One particularly interesting occurrence of this pattern took place towards the end of the FAMOOS project. During the course of one week, a heterogeneous team of reverse engineers went for an on-site visit to participate in a kind of reverse engineering contest. The assignment was to invest four days and use the available reverse engineering tools to learn as much as possible about a particular C++ system. The fifth day was then used to report the findings to the original developers for verification. One of the team members finished his assignment too early, and took the opportunity to ReadAllTheCodeInOneHour. It turned out that this one person had a much better overview of the system: he could participate in all discussions and could even explain some of the comments of the developers.

What Next

After you ReadAllTheCodeInOneHour you should DoAMockInstallation to evaluate the suitability for reengineering. You may complement your findings if you SkimTheDocumentation and carry out an InterviewDuringDemo to maximize your chances of getting a coherent view of the system.

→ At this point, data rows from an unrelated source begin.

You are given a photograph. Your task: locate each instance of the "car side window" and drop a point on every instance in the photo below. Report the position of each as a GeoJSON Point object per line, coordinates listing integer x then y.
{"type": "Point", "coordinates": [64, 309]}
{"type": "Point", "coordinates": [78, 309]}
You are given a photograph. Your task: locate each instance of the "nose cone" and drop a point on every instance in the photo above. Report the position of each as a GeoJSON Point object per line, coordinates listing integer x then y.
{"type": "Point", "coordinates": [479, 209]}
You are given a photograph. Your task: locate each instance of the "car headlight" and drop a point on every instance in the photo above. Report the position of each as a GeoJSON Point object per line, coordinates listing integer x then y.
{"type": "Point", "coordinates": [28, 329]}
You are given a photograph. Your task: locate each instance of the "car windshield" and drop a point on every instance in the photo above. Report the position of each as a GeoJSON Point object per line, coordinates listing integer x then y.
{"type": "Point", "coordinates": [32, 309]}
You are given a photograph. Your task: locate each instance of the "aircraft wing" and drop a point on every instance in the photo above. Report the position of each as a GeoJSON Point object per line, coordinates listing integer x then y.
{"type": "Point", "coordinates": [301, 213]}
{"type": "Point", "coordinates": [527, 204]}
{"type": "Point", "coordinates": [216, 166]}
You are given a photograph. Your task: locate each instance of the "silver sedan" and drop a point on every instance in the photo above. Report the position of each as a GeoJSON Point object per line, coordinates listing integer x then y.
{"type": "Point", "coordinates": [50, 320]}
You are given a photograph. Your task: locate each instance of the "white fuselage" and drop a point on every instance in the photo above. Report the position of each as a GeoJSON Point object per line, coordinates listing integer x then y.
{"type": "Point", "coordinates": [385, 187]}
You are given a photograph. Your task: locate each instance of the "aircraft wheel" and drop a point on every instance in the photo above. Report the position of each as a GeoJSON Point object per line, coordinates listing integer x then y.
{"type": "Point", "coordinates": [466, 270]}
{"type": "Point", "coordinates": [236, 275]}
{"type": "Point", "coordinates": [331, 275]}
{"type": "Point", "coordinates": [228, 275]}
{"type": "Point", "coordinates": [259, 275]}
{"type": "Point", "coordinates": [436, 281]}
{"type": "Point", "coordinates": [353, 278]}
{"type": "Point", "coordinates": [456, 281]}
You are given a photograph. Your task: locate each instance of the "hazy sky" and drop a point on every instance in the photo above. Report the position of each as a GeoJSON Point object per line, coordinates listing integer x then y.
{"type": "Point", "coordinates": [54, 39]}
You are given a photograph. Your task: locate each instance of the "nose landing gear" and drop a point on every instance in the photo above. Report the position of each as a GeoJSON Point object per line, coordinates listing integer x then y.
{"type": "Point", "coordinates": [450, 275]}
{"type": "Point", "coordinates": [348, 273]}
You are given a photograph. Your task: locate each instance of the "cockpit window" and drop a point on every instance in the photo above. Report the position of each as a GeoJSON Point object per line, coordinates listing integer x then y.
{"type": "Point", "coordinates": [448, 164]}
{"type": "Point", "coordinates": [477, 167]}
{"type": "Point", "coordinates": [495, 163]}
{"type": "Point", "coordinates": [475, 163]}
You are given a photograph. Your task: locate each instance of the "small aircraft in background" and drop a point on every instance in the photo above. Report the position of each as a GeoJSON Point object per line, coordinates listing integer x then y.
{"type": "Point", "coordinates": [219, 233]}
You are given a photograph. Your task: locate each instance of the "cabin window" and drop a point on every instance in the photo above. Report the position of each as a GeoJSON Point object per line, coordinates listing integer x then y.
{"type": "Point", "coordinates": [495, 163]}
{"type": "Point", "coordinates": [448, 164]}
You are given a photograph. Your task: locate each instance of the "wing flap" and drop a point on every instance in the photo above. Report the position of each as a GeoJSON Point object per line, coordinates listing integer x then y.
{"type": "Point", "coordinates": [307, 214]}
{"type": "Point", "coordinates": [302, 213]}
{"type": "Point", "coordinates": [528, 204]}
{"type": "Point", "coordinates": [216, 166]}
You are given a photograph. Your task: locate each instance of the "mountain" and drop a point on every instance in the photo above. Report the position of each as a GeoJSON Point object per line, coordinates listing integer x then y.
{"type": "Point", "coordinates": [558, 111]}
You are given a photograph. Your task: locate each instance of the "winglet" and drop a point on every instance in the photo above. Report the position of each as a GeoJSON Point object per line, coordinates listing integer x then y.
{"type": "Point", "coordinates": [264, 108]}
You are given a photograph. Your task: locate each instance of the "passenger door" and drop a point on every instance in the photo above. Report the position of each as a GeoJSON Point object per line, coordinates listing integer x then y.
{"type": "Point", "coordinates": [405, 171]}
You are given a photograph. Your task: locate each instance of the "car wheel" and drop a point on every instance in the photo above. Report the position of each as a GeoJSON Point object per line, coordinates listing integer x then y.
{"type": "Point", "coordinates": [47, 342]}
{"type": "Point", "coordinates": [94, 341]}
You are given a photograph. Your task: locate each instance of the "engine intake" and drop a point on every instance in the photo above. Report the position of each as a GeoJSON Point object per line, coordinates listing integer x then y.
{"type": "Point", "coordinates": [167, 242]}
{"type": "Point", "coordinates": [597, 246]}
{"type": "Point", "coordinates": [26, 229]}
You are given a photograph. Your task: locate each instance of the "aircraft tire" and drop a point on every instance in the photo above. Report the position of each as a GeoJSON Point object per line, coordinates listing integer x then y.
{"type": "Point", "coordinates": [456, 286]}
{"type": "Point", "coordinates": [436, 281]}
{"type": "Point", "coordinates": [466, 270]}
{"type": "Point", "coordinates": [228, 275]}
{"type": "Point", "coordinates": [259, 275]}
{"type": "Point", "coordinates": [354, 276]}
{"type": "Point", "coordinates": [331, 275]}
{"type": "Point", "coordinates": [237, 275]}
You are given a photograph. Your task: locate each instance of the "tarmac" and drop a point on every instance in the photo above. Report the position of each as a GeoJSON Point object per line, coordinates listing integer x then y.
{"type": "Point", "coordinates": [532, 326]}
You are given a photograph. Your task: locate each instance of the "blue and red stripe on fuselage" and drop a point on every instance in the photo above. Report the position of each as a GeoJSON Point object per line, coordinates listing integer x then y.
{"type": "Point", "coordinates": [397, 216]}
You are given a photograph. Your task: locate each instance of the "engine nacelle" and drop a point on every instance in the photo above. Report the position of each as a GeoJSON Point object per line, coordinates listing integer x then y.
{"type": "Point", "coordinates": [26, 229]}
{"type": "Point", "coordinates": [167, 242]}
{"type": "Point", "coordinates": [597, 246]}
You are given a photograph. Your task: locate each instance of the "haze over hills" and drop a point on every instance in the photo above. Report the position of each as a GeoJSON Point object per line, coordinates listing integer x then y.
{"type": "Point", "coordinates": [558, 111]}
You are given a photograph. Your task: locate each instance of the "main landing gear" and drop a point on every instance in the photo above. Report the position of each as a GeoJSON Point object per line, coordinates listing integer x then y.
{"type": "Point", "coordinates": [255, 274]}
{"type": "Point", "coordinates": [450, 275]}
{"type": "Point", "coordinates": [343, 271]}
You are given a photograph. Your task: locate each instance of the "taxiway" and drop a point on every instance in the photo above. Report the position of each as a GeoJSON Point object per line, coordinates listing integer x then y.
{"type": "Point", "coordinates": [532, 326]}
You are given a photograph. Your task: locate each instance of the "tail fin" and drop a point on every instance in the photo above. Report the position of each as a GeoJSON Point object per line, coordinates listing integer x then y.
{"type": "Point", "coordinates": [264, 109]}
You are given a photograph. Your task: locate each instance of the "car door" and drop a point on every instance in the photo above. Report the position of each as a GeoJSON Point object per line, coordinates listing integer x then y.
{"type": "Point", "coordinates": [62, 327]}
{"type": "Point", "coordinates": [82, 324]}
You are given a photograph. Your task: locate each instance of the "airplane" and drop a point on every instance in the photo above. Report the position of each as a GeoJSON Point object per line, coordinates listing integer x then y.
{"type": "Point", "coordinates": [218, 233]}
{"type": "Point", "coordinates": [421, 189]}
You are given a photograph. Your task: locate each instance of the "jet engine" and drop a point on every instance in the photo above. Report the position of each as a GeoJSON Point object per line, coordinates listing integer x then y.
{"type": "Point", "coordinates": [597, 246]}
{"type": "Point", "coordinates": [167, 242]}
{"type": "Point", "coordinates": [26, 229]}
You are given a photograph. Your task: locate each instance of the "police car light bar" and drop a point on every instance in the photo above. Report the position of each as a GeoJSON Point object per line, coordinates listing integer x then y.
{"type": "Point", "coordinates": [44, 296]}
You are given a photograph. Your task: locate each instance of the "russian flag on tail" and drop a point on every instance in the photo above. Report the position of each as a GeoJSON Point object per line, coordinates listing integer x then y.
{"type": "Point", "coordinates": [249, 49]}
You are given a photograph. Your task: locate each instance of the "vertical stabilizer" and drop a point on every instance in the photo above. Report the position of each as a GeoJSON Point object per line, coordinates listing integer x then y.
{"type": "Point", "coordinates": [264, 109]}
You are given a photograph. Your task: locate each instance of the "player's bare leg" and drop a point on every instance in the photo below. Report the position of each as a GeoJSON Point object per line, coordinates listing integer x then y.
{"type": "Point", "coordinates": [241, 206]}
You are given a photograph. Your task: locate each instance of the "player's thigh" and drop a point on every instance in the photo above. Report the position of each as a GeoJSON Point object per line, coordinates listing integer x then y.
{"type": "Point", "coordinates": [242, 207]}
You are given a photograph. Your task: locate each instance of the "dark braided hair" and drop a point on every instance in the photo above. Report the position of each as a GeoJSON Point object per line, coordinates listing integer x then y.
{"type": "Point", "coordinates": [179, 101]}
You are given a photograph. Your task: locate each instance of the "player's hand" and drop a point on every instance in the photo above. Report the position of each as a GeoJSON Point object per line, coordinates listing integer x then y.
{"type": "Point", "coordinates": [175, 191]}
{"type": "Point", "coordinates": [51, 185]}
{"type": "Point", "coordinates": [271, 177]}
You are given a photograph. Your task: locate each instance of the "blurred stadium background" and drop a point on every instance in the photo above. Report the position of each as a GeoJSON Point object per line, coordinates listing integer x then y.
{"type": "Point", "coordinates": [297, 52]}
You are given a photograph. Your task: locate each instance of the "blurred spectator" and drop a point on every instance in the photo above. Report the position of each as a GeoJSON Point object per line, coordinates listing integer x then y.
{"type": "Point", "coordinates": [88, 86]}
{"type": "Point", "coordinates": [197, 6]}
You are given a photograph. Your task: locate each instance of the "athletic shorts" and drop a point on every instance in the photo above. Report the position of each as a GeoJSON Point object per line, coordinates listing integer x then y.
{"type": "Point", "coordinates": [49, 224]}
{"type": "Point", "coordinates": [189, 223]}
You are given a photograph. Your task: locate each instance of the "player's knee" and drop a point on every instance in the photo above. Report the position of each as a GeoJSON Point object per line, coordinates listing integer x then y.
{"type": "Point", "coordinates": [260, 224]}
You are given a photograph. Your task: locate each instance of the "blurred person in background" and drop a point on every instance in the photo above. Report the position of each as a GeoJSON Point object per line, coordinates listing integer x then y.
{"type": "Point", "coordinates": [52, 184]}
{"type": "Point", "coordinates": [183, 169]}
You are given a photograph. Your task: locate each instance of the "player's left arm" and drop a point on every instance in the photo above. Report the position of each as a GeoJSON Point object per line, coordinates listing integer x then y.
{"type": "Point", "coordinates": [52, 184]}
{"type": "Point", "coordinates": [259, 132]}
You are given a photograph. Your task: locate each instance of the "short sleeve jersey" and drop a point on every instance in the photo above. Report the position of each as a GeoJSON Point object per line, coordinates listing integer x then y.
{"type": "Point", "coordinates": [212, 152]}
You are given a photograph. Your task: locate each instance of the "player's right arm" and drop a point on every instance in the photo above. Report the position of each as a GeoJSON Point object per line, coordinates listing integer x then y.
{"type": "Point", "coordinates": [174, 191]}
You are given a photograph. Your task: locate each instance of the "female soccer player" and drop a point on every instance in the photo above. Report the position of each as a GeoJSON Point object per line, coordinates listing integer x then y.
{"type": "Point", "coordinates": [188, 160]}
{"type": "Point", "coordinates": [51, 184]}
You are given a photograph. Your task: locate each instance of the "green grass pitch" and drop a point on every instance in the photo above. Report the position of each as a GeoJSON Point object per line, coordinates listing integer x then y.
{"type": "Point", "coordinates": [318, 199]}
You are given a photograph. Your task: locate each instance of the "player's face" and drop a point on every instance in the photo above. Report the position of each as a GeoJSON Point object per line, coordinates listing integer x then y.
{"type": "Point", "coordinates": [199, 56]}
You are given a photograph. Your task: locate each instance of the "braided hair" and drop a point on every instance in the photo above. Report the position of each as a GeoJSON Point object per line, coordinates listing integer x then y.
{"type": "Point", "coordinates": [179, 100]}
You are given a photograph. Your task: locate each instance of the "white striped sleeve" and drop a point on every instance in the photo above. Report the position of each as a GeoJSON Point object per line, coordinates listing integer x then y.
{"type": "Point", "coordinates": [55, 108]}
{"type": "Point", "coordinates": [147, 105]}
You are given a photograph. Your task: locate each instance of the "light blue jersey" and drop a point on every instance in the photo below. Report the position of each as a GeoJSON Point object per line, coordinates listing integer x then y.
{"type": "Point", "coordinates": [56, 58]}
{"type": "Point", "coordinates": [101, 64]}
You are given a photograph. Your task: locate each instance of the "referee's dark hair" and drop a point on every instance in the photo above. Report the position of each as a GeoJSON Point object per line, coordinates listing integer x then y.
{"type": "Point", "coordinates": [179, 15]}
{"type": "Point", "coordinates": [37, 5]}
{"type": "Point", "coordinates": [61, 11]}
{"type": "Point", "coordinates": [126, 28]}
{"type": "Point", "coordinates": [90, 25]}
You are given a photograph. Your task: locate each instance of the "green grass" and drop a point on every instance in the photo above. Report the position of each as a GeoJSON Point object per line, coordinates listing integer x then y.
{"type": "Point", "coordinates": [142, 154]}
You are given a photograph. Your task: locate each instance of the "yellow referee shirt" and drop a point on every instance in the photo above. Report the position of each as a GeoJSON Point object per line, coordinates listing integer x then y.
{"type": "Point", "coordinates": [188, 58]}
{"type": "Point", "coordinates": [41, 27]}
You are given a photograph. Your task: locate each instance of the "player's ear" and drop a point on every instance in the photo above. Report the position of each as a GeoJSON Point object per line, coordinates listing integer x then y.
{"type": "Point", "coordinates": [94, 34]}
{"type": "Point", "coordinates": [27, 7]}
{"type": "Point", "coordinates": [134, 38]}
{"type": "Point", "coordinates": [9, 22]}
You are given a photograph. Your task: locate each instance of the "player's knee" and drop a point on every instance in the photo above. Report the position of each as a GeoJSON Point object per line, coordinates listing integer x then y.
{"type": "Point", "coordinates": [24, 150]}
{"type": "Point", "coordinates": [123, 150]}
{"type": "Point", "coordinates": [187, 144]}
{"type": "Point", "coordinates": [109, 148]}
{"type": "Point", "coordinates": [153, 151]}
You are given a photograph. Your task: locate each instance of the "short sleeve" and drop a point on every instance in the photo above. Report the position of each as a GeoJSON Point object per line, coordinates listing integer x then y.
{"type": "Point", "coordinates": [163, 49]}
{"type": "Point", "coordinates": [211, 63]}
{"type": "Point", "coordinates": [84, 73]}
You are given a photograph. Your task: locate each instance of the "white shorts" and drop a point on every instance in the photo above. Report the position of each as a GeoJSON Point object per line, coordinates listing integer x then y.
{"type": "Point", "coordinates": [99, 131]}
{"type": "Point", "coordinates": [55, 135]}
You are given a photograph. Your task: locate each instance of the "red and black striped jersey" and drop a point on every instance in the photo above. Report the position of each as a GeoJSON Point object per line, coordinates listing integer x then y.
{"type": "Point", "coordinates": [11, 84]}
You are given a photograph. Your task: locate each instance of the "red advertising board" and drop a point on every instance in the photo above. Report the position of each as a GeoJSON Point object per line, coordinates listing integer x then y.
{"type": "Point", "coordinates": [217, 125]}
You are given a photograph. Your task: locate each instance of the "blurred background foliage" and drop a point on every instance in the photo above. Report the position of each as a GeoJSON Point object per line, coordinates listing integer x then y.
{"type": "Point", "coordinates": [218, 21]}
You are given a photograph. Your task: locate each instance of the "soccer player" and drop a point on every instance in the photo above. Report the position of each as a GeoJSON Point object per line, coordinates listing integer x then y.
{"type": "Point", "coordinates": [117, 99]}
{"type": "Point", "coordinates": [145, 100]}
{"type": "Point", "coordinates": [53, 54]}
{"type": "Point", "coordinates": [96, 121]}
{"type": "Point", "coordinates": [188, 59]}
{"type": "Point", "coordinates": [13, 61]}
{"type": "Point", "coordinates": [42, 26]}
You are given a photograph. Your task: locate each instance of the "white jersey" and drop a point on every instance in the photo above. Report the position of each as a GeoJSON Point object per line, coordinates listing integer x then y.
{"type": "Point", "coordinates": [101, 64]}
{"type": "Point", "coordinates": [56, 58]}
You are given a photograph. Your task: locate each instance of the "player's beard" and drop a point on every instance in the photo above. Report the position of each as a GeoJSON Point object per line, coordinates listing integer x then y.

Before actually making a decision on how to proceed with the reengineering project, it is probably worthwhile to ChatWithTheMaintainers once more.

At the end of your first contact with the system, you should decide on how to proceed with (or cancel) the project. Reading the code will influence this decision in various ways. First of all, you have assessed the quality of the code (ie the presence of coding idioms and suspicious coding styles) and thus of the feasibility of reengineering project. Second, you have identified some important entities, which are good starting points for further exploration.

The list of the important entities (ie classes, packages, …) resulting from Read all the Code in One Hour can be used to start Analyze the Persistent Data andStudyTheExceptionalEntities. This way you can refine your understanding of the source code, especially the way it represents the problem domain.